「自由に観光ができる日を願い」

 全世界が「新型コロナへの対応」という同じ話題に注目して約2年。旅行や飲み会、運動会の開催など、今まで当たり前のようにしてきた人々の活動を制限しなければならない状況となった。私はこの2年、都内外におけるコロナ対応に関わらせてもらった。最近では今年1月に、第6波の対応に苦慮していた沖縄県那覇市の宿泊療養施設の支援に入った。

 この派遣が私の人生初の沖縄県上陸だった。私が知る国際通りの映像と実際に見る光景は全く違い、殆どの店がシャッターを下ろし、観光客はほぼ歩いておらず閑散としていた。応援ナースとして飲食店での食事などは自主制限したが、人が少ない場所ならば少し気分転換を、と思い「首里城」に行ってみた。予想通り閑散としており、私が訪れた2時間の間に見た観光客は10人程度であった。ご存じの通り、首里城は2019年に火災にあい多くの建造物が灰となってしまった。

 私は歴史が苦手で、首里城の歴史を良く知らない。しかし今回訪問してみると、「復興を見せる観光」として復興工事の過程を公開しており、その中で歴史を少し知ることが出来た。
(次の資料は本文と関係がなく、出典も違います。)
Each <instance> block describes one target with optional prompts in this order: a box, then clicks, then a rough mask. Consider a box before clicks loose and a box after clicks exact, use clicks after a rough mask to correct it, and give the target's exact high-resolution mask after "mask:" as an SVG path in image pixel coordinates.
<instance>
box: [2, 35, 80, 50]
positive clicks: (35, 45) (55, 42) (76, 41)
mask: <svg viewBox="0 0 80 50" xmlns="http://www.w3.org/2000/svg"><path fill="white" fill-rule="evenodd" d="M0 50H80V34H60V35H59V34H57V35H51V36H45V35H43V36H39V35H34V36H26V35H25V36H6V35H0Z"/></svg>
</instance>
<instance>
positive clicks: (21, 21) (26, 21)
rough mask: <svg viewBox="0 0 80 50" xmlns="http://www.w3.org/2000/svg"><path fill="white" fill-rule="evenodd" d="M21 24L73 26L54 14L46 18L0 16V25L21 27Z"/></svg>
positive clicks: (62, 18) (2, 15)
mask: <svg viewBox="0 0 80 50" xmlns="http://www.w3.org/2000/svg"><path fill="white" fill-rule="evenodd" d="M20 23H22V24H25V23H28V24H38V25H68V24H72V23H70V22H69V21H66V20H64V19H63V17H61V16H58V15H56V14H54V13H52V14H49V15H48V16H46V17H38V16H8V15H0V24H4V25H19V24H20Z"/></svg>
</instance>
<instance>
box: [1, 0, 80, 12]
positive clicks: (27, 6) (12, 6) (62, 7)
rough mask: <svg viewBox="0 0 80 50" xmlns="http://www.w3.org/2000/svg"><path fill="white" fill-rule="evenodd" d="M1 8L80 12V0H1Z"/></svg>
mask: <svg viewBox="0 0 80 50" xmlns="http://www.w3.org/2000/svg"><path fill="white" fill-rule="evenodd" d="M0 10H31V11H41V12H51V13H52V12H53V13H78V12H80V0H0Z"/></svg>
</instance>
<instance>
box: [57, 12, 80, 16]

 首里城は1429年から450年間存在した琉球王国の王宮兼、行政機関として機能していた。1879年に沖縄県が誕生した後も日本軍の軍営や学校に利用され、戦争を乗り越えて世界遺産に登録された建物だ。その間、城の創建を続け、数回の火災による焼失と復元を繰り返している。城のある公園が一般公開されたのは1992年。実は結構最近のことだったことを知った。

 復元が完全に完成したのが2019年1月。かつての美しい姿を取り戻した。そして同年10月31日に火災にあったのだ。そしてコロナ…。城の職員さんが「本当に悲しかった」と言っていた。しかし今、復興に全力で取り組んでいる。

 自由に旅行ができ、多くの観光客が戻ることを願い、そして私も次は観光で沖縄に来たいと思った訪問だった。